Minissérie rima emoção com conteúdo

Por Luiz Zanin Oricchio* A minissérie Hoje É Dia de Maria destoa tanto da programação habitual da TV que chega a deixar o crítico …

Por Luiz Zanin Oricchio*
A minissérie Hoje É Dia de Maria destoa tanto da programação habitual da TV que chega a deixar o crítico até sem parâmetros para compará-la com outras atrações do gênero. Mais ainda pelo fato de, na grade de horário, ser antecedida por esse exemplar bovino de entretenimento que é o Big Brother Brasil., Assim, à futilidade, ao narcisismo e ao roça-roça bocó do BBB segue-se a sutileza criativa e cheia de conteúdo de Hoje É Dia de Maria. Como se a Globo estivesse dizendo: "Sou capaz do pior, e do melhor também." Num momento em que a Rede tem mostrado seu poder de pressão sobre temas que lhe dizem respeito, como a Ancinav, essa não deixa de ser uma mensagem interessante.
Hoje É Dia de Maria parte de uma concepção formal das mais interessantes. Gravada num Domo, com 1.700 metros quadrados de cenários pintados à mão, a minissérie aposta na deslavada artificialidade para comover o público. Como? Exatamente, vai do falso para chegar ao "verdadeiro". Como procedimento não é novidade. Alain Resnais fez isso algumas vezes, em Mélo e em Smoking no Smoking, por exemplo.
Cenário deliberadamente fake. Comovedoramente falso, melhor dizendo. Fellini fazia do procedimento um hábito, como em E la Nave Va, Casanova, Satyricon e vários outros filmes. Ou seja, a opção é abandonar a imitação da realidade por um artificialismo ostensivo.
Esse procedimento de exposição da construção dramática não se limita aos cenários. O clima é fabular, as falas são recitadas, busca-se uma prosódia implausível dos atores. Maria, interpretada quando criança por uma surpreendente Carolina Oliveira, se move num universo de fábulas e mitos, brasileiros e universais. A profusão de referências é enorme, vão de Câmara Cascudo e Silvio Romero a Villa-Lobos, mas basta dizer que a pequena Maria faz-se protagonista de um arquétipo comum da humanidade, a viagem, presente desde a Odisséia de Homero. Ela é a garota órfã de mãe, que sofre com a madrasta e resolve botar o pé na estrada e ir em busca das "franjas do mar". No percurso, arruma amigos, sofre a tentação do demônio e vira moça, quando então passa a ser interpretada por Letícia Sabatella.
Na minissérie, a infância é vista com todos os seus medos e sentimentos de impotência como nas antigas fábulas.
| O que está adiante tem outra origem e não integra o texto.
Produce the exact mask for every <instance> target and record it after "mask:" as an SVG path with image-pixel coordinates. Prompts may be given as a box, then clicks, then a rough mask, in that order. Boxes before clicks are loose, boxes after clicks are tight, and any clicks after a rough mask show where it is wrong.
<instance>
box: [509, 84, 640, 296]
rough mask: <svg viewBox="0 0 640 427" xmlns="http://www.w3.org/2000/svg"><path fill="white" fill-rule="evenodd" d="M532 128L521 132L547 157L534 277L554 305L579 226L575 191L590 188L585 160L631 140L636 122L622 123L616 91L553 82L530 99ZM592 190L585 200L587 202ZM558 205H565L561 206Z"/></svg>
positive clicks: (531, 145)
Há bruxas como a Madrasta (Fernanda Montenegro) e demônios de muitas faces (a figura do Mal é interpretada ora por Stênio Garcia ora pelo sedutor João Sabiá, em vestimenta hispânica e devidamente acompanhado pela música do Toreador, de Bizet). Mas há também as figuras benignas como as vividas por Gero Camilo. O pai (Osmar Prado) é um personagem trágico, dilacerado entre o amor e o desejo pela filha, corroído pelo remorso, tentado pelo suicídio. Sim, a minissérie não deixa de lado nem mesmo essas milenares figuras edipianas.

E assim, nessa viagem de Maria, ela será obrigada a enfrentar uma tentativa de estupro, os abusos da madrasta e as tentações do Asmodeu. E seguirá seu passo com alegria e inteligência. Refaz, em seu caminho, os diversos ritos de passagem, como a saída de casa e a puberdade. Esta cena, aliás, quando vítima da aceleração do tempo causada pelo demônio ela prematuramente se torna mocinha e menstrua é uma das mais bonitas e emocionantes da série.
Luiz Fernando Carvalho foi acusado de fazer cinema na TV em Os Maias, outra minissérie, de resto excelente também. Agora vai além no processo de radicalização - faz alguma coisa entre o cinema e a TV, mas que também incorpora o circo, a commedia dell´arte, a brincadeira de rua. Como alguns (poucos) artistas, como Antonio Nóbrega, ou Ariano Suassuna, Carvalho, a partir do roteiro deixado por Carlos Alberto Soffredini e retomado por Luis Alberto de Abreu, também faz a síntese sempre interessante entre o erudito e o popular.
No BBB há um simulacro de verdade onde no fundo tudo é falso. Em Hoje É Dia de Maria parte-se da falsidade de cenário e entonações para se chegar se não à verdade, já que esta é difícil de ser atingida, mas pelo menos à emoção e a sinceridade. Não é nada modesto como projeto.
* O artigo foi originalmente publicado no jornal O Estado de S. Paulo em 18/01/2005.